La mission du FMI s’est appesantie sur « l’importance cruciale de mener des politiques budgétaires et financières prudentes pour préserver la stabilité macroéconomique au Gabon et dans la région ».
Du côté des autorités gabonaises, l’on est confiant. Toutes estiment, au vu des « conclusions encourageantes » de la mission du FMI, rien ne s’oppose à un nouvel accord économique et financier avec l’institution de Bretton Woods d’ici le mois de mai, après trois ans de suspension. Ce programme, « une nécessité stratégique », selon le gouvernement gabonais, devrait permettre de renforcer la crédibilité du pays auprès de ses partenaires financiers. Mais aussi de soutenir la mise en œuvre du programme national de transformation économique.

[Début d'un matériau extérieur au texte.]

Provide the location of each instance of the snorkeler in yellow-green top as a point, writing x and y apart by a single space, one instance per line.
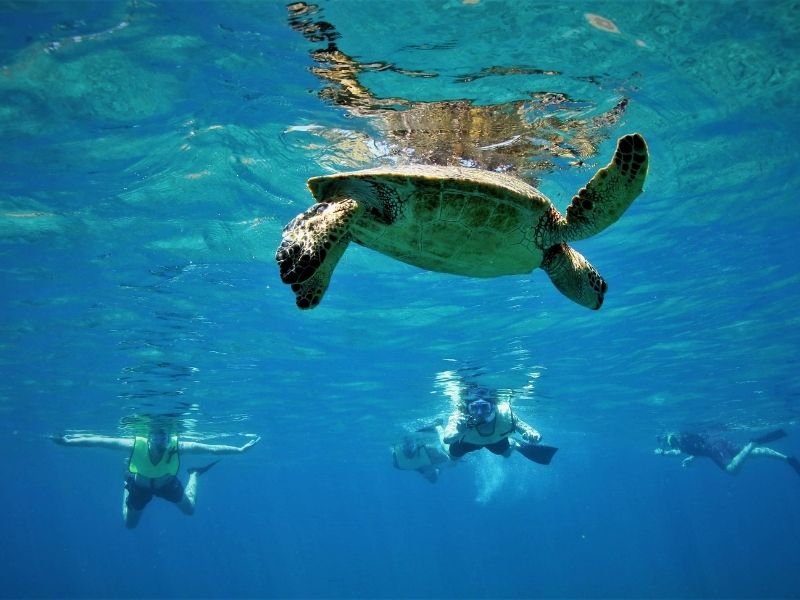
153 467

La fin de la mission du FMI ne signifie cependant pas la fin des discussions avec le Gabon. La mission Cebotari indique qu’elles se poursuivront lors des réunions de Printemps de l’institution en avril 2026.
Pour rappel, le dernier accord du Gabon avec le FMI, approuvé en août 2021 dans le cadre du mécanisme élargi de crédit (MEDC), a été suspendu après l’échec de sa troisième revue, en raison de difficultés liées à son exécution. Les discussions ont été relancées en 2025 entre Libreville et l’institution financière. Ces échanges avaient été suspendues par la partie gabonaise. Et pour cause, le gouvernement entendait revoir les bases de la coopération, question de l’adapter davantage aux réalités économiques nationales. C’est dans cet esprit que l’ancien ministre gabonais de l’Économie, Henri-Claude Oyima, prônait l’idée d’un changement d’approche en estimant que le Gabon avait déjà conclu 17 programmes avec le FMI, sans résultats impactant sur la croissance économique du pays.